Commented Ian Potter, Head of Operations for ARLA, "We are seeing corrections in individual locations throughout the country. The main cause of these is the developments of new blocks of two-bedroomed flats coming on-stream. In many places this has had a positive effect as it has allowed the rental market to provide stability in housing at a time of volatility in the sales market. It also demolishes the myth of soaring rent levels. As before in volatile times, the rental market is proving to be the white knight for housing as a whole."
Average rents for a house range from £3,000 a month in London to £931 a month outside the South East. For flats, the rental difference is £2,000 a month in central London, £854 in the South East and £585 a month elsewhere.
The ARLA survey shows that most investment landlords (77%) are marking time and neither selling nor buying.
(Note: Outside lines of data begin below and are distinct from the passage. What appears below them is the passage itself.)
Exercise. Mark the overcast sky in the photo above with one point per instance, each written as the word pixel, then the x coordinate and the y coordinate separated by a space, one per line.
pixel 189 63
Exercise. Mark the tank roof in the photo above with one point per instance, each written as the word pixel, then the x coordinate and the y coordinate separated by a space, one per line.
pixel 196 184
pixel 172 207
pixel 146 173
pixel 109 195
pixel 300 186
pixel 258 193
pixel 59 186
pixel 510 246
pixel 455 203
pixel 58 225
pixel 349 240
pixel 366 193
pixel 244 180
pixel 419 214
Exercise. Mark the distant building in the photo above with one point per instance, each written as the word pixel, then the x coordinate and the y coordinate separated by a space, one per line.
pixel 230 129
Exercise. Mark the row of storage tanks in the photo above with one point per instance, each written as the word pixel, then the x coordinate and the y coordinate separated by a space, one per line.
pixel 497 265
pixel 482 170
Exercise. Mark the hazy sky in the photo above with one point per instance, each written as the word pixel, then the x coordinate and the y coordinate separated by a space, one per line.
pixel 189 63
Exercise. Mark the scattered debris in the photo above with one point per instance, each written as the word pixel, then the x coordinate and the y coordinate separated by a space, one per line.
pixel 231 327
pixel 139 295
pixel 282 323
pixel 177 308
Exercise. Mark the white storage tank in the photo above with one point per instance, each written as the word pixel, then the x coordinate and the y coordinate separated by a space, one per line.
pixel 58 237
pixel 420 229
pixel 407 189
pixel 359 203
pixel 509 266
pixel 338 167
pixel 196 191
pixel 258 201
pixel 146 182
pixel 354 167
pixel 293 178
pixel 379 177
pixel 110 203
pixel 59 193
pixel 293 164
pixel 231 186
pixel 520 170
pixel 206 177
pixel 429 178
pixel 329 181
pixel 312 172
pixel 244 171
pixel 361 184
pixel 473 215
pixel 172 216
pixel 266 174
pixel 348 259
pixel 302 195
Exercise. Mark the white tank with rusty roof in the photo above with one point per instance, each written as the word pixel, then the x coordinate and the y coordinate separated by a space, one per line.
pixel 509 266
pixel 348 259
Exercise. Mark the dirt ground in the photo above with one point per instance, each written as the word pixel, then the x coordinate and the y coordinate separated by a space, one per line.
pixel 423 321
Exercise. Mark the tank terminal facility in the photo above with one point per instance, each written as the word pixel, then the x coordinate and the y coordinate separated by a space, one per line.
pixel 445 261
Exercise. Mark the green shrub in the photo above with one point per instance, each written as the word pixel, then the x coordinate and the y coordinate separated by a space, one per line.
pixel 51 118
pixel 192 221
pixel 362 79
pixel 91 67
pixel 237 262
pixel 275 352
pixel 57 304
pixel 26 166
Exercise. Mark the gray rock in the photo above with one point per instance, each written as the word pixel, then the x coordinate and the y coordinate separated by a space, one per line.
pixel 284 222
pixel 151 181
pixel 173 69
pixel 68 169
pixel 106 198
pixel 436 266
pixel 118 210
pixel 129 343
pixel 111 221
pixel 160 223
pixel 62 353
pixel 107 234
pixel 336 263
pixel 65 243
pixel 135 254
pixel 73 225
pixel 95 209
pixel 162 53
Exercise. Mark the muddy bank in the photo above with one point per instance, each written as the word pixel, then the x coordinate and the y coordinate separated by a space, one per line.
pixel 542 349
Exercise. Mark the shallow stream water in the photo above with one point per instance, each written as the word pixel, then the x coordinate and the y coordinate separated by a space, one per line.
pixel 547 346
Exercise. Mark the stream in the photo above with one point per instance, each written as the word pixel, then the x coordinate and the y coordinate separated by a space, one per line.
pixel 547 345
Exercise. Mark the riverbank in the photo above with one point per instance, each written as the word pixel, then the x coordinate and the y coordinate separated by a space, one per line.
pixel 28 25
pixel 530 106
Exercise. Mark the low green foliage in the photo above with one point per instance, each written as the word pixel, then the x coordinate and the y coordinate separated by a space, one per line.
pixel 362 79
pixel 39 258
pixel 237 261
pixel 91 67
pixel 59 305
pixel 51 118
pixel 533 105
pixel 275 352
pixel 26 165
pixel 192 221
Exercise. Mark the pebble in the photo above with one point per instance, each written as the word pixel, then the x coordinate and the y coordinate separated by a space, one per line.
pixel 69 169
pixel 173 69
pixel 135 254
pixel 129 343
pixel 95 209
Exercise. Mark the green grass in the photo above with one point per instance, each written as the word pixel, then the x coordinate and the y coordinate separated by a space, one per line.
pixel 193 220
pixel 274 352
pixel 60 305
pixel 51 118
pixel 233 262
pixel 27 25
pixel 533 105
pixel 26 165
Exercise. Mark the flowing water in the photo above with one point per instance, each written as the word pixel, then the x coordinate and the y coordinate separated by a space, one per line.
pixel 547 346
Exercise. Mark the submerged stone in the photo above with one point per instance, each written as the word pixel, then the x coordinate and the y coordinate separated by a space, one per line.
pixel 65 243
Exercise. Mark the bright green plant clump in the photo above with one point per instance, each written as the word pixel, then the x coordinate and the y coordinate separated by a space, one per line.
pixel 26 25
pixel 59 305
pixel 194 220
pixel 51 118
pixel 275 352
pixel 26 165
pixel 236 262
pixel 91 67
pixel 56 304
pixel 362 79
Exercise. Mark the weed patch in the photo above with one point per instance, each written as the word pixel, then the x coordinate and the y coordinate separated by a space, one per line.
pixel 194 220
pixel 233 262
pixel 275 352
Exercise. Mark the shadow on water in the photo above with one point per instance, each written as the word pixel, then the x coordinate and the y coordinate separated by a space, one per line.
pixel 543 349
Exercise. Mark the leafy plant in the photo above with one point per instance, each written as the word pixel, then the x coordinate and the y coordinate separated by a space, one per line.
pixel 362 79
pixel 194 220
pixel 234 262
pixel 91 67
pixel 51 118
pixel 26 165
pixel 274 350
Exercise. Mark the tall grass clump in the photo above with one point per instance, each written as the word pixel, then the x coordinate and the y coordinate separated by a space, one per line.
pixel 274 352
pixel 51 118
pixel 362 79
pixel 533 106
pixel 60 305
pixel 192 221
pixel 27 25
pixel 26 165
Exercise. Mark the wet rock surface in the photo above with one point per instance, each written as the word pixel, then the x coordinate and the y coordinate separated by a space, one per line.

The average capital asset values of rented houses have fallen by 2.4% in Prime Central London, 1% in the rest of London and the South East and 5.1% in the rest of the UK. For flats, average values rose in the South East by 0.9% while falling 3% in Prime Central London and 8.1% in the rest of the UK.
The average values of rented houses are £800,000 in Prime Central London, £336,900 in the rest of the South East and £223,500 in the rest of the country. Rented flats in Prime Central London have an average price of £486,300, compared to £213,000 in the South East and £149,400 in the rest of the UK.
Void periods have continued to shorten. This quarter they have fallen from 24 to 22 days. Tenants are still staying in properties for longer for an average of 16.3 months against 16.1 months in the previous quarter. They stay the longest in central London at 17.3 months. In the South East they stay for 16.8 months and for 15.4 months in other areas. 17% of all tenants are immigrants.
The ARLA Survey of Letting Agents is the largest independent survey of its kind conducted in the Private Rented Sector and is supported by the ARLA Group of Buy to Let Mortgage Lenders: Bank of Ireland, Cheltenham & Gloucester, GMAC Residential Funding, Mortgage Express, NatWest and Paragon Mortgages. The Second Quarter 2008 survey was drawn from 444 responding lettings offices.